Masuknya darah-darah baru ke dalam tim, juga terasa belum nyetel. Persija memang berhasil tampil menggila dalam beberapa pertandingan. Namun di pertandingan yang lain Persija tampil loyo dan mengalami kekalahan, bahkan dari tim yang boleh dikatakan di bawah kelas Persija. Salah satu faktor yang membuat penampilan Persija angin-anginan, adalah minimnya rotasi yang diberlakukan. Kebugaran pemain menjadi kendala untuk tim dapat tampil trengginas, dalam setiap pertandingan.

Naiknya Sofyan Hadi sebagai nahkoda baru membawa angin segar. Pelatih yang juga merupakan legenda Persija ini, mengatasi inkonsistensi penampilan tim, dengan banyak melakukan rotasi pemain. Walaupun sistem, pakem, dan kerangka bermain tetap sama menggunakan formasi 3-5-2. Kedalaman materi pemain yang dimiliki Persija ketika itu, memungkinkan Sofyan Hadi melakukan rotasi pemain, tanpa mengurangi greget permainan tim. Sejak saat itu, grafik permain Persija mulai stabil dan cenderung naik. Hingga berhasil memenangkan tujuh pertandingan berturut-turut, di akhir putaran pertama. Walaupun di awal putaran kedua tim kembali tampil tidak konsisten, namun semua permasalahan itu dapat diatasi dengan komunikasi yang baik, antara jajaran manajemen dengan seluruh anggota tim. Hingga tim pun dapat kembali solid.

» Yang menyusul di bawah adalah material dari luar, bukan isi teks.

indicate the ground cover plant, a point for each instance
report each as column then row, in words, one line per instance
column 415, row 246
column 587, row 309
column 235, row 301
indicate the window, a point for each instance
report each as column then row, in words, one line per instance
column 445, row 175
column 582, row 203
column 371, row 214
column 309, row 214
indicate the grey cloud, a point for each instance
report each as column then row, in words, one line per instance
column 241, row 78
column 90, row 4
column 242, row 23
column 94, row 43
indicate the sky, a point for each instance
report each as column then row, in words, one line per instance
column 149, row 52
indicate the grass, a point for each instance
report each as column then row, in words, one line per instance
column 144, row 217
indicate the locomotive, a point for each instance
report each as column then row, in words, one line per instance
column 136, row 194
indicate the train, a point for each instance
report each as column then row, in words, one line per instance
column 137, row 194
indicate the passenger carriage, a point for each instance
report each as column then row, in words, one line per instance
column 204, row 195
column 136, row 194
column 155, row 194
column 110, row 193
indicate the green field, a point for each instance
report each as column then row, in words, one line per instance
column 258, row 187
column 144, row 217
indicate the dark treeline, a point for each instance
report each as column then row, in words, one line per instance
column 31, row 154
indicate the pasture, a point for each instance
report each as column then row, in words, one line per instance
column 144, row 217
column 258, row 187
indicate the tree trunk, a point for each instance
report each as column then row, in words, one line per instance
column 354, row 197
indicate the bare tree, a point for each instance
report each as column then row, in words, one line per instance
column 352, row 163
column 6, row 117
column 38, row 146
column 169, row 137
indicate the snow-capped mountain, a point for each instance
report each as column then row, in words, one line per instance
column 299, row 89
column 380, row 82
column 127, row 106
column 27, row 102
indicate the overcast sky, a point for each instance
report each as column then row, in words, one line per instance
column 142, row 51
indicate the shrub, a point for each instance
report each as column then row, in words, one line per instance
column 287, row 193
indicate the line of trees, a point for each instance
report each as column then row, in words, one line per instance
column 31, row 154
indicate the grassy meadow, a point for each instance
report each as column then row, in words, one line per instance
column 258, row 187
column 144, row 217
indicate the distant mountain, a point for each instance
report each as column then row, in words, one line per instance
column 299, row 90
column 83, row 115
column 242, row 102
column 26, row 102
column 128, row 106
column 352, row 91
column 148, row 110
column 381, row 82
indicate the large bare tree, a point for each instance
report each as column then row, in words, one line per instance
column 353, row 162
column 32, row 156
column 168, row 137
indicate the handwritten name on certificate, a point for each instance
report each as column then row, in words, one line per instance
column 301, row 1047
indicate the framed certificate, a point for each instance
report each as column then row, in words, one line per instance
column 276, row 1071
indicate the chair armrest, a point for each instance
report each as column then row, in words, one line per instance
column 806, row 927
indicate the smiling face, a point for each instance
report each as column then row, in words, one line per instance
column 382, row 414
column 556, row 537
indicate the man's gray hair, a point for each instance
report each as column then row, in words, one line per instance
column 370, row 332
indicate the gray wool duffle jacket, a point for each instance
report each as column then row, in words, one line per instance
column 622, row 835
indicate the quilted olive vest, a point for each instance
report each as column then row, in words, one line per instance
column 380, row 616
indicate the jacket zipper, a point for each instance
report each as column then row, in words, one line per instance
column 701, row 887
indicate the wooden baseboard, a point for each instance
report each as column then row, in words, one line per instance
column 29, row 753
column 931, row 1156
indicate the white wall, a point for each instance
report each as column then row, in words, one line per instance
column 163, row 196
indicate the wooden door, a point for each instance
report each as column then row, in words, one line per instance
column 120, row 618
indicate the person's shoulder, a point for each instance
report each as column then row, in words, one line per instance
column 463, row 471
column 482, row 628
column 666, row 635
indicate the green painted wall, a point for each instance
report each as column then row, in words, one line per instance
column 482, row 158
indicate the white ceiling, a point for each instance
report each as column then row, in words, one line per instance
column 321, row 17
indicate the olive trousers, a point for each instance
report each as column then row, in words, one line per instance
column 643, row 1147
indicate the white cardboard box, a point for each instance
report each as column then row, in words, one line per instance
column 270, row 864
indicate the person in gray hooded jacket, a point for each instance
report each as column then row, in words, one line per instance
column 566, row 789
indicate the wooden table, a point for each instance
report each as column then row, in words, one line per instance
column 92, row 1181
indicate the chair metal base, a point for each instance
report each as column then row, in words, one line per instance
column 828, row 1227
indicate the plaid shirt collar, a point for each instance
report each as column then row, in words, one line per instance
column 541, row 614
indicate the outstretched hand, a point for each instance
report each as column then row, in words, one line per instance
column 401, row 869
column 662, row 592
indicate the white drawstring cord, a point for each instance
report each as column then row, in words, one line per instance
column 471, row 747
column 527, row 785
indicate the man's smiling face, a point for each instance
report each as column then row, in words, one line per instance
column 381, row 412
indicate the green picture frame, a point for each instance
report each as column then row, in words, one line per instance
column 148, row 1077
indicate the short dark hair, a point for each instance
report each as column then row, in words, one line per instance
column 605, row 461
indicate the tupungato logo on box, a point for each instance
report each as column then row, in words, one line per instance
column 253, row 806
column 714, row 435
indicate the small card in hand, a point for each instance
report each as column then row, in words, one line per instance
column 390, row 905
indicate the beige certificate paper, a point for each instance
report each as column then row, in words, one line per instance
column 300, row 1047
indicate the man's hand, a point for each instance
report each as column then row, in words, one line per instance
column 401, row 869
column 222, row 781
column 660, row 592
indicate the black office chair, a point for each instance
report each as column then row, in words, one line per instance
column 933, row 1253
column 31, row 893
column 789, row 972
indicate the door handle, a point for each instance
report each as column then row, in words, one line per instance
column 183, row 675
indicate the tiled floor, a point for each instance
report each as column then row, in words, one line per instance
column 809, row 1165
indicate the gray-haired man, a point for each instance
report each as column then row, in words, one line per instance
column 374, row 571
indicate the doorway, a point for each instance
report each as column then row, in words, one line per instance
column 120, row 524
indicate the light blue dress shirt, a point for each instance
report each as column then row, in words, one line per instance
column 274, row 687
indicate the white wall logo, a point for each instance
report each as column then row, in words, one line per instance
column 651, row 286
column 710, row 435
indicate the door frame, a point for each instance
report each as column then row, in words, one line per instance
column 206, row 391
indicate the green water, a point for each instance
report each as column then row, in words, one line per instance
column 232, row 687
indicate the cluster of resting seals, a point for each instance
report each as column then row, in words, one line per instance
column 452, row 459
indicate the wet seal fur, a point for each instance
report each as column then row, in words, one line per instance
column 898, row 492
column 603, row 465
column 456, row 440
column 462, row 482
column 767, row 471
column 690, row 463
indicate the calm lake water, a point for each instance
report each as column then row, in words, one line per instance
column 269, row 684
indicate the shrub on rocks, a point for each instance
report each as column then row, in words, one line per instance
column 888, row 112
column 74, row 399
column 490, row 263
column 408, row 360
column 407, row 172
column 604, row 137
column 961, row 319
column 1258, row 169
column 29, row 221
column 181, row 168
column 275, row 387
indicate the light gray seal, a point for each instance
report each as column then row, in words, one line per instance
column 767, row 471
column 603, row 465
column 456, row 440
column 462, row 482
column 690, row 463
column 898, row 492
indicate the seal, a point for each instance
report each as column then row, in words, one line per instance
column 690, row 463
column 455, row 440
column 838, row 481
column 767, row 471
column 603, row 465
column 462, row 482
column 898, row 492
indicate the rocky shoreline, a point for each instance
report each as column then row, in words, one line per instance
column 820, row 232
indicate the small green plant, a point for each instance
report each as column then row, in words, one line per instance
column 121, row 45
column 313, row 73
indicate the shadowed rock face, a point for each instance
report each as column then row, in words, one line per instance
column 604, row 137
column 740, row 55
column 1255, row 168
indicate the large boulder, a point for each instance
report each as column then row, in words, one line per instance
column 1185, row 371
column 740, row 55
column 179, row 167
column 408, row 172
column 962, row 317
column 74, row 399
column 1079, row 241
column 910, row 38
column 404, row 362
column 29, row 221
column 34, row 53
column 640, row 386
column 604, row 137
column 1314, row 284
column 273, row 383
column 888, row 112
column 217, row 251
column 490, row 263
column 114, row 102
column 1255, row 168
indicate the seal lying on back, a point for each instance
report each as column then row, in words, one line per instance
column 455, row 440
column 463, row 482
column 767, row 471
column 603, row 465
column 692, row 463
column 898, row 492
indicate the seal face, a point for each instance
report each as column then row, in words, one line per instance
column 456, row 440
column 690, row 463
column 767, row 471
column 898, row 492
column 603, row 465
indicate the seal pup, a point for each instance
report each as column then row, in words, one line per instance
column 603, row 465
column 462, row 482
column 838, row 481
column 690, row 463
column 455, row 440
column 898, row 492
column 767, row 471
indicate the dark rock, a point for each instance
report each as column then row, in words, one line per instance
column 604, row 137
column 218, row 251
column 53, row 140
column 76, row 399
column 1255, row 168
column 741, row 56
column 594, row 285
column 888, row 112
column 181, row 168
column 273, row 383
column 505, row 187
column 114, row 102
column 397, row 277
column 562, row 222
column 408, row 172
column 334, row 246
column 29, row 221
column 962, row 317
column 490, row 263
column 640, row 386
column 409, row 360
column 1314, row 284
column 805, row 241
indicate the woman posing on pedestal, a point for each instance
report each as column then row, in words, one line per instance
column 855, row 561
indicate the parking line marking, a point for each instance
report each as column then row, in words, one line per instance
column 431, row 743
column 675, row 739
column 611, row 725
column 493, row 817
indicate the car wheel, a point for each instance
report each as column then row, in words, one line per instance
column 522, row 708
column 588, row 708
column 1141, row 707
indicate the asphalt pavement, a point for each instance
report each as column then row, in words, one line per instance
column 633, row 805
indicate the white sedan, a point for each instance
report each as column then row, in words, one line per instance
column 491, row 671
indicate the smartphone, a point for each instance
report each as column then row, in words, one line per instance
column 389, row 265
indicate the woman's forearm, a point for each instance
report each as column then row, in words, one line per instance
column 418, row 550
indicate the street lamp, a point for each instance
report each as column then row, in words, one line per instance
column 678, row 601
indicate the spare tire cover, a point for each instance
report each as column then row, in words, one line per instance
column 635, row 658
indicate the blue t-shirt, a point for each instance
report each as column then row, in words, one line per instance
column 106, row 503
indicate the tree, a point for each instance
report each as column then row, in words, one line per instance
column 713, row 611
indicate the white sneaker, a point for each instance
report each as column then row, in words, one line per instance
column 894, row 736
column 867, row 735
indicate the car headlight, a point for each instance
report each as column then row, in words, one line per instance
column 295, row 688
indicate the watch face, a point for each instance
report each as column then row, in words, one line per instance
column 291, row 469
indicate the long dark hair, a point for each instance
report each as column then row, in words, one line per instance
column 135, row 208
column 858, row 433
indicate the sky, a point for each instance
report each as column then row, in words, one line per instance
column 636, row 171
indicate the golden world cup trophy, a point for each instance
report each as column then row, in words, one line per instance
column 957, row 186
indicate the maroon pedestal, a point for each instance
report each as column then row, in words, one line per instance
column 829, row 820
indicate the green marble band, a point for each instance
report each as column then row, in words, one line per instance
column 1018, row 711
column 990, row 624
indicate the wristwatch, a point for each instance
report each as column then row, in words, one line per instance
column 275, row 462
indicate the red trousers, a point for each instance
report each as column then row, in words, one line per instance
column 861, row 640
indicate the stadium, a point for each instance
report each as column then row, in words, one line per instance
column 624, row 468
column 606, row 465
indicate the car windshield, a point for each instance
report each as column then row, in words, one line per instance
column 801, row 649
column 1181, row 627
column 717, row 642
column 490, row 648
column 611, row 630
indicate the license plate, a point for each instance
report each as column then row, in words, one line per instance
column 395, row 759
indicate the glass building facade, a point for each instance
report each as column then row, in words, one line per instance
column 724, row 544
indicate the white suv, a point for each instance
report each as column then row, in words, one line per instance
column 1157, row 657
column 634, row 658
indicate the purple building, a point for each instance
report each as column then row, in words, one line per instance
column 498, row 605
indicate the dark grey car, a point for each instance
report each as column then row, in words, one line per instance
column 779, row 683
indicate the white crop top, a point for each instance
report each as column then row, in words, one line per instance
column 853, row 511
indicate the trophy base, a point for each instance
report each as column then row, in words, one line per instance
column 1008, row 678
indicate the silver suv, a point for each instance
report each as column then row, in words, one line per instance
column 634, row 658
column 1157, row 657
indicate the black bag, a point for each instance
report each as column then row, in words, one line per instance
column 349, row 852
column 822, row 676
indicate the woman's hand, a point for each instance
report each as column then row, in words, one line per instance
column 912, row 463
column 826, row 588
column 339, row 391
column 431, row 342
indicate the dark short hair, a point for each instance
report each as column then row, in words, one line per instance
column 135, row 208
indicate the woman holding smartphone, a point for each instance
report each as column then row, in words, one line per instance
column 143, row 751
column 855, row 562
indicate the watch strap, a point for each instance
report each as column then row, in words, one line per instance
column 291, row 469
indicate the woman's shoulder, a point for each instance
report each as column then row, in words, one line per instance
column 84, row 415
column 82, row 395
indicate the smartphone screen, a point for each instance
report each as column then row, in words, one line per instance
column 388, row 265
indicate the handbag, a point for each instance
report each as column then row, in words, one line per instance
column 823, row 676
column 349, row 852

Sebagai tim yang dihuni banyak pemain bintang, besarnya ego pemain juga merupakan jalan berbatu yang tidak mudah untuk dilewati. Setidaknya sepuluh pemain Persija ketika itu, masuk dalam bank data pemain seleksi tim nasional. Imran Nahumaruri, Bambang Pamungkas, Gendut dony, Budi sudarsono, Nuralim, Warsidi, Anang Ma’ruf, Widodo Cahyono Putra, Aris Indarto, dan Agus Supriyanto. Belum lagi dengan empat pemain asing kelas satu seperti Luciano Leandro, Ebanda Timothy, Antonio Claudio, dan Mbeng Jean Mambalou. Hal tersebut, juga membuat Sofyan Hadi harus pandai dan cermat dalam memilih serta memilah, siapa-siapa pemain yang harus tampil dalam sebuah pertandingan.

Beruntung Persija memiliki pemain dengan kareakter dan jiwa besar seperti Widodo Cahyono Putra. Peran Widodo di dalam lapangan memang sudah mulai berkurang. Namun di luar lapangan, Widodo tidak dapat dimungkiri adalah kapten Persija yang sesungguhnya. Ia selalu menjadi panutan dan contoh teladan, bagi setiap pemain Persija. Secara reputasi, tidak ada satu pun pemain yang selevel dengan Widodo Cahyono Putra. Jangankan sama, mendekati saja tidak. Jika pemain sekaliber Widodo saja, dengan sangat profesional menerima dan bahkan tetap mendukung, dengan melakukan hal-hal baik untuk menjaga kondusifitas tim. Maka, tidak ada pemain lain yang pantas untuk berontak, dengan kebijakan pelatih.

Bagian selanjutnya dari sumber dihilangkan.